Geezers and others with long memories recall with no pleasure the tolls that used to back up traffic on Interstate 95. The prospect of tolling I-95 again does not delight. Yet that is what the McDonnell administration is pitching, and what the federal government has agreed to allow as a test case.
The tolls would bring much-needed revenue that would help address some of the grievous deficiencies in Virginia's transportation system. Tolls have other virtues as well: They make the costs of driving more transparent. They also make the burden of those costs more fair by placing it on the shoulders of the people who actually use the service. And they can help alleviate congestion by encouraging people who would rather spend time than money to find less-traveled routes. Whether the congestion relieved in that manner is greater than the congestion created by toll-booth backups is an open question, however.

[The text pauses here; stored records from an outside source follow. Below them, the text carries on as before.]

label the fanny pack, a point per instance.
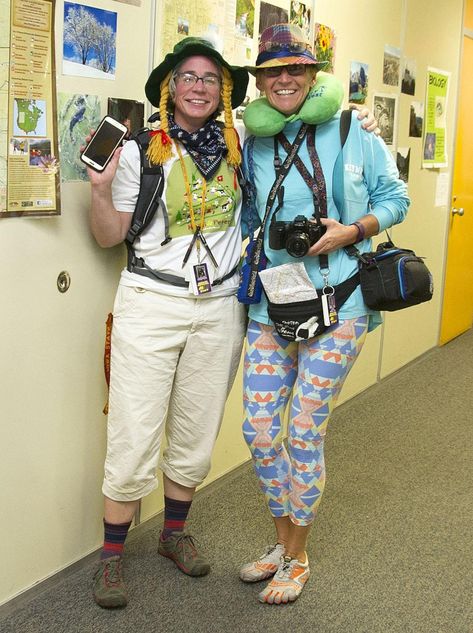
(393, 278)
(302, 320)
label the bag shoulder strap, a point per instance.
(338, 188)
(345, 123)
(248, 186)
(151, 190)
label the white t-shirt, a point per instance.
(221, 222)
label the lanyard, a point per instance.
(316, 183)
(198, 237)
(277, 189)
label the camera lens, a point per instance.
(297, 244)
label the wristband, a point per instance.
(361, 232)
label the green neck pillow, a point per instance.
(322, 102)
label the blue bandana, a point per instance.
(205, 146)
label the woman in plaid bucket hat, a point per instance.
(304, 369)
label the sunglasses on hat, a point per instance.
(294, 70)
(289, 47)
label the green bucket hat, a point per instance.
(188, 47)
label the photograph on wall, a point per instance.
(29, 117)
(269, 15)
(245, 18)
(324, 45)
(385, 111)
(18, 146)
(300, 16)
(39, 152)
(416, 119)
(358, 82)
(391, 64)
(435, 122)
(89, 42)
(183, 26)
(403, 156)
(408, 81)
(77, 115)
(128, 112)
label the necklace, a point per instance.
(198, 237)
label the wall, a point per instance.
(53, 431)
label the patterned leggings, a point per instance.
(293, 479)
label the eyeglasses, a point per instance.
(277, 47)
(294, 70)
(189, 79)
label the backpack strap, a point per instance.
(151, 190)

Yet tolls have their downsides. They create bottlenecks, albeit less so now with the increasing use of smart tags. And they are blunt instruments that do not distinguish between a minicar using the roadway for five or 10 miles and a land yacht staying on it for hours.
Gasoline taxes avoid both of those downsides and carry all the upsides except whatever modest congestion relief tolls might bring. Unfortunately, Virginia's gasoline tax has been eroded more than 40 percent by inflation and rising fuel efficiency.
State Republicans' irrational resistance to raising the gasoline tax has led them to embrace increasingly desperate measures. Those include steep bad-driver fees that public outrage forced them to overturn and Gov. Bob McDonnell's failed plan to privatize ABC sales — a sound idea ruined by his cockamamie decision to present it as a means of funding road projects.
Tolls make more sense than those earlier efforts, though of course just about anything would. In the absence of a better plan, they merit grudging approval. But it tells you something about the state of transportation funding in Virginia that resurrecting a payment method so widely reviled is now considered a step forward.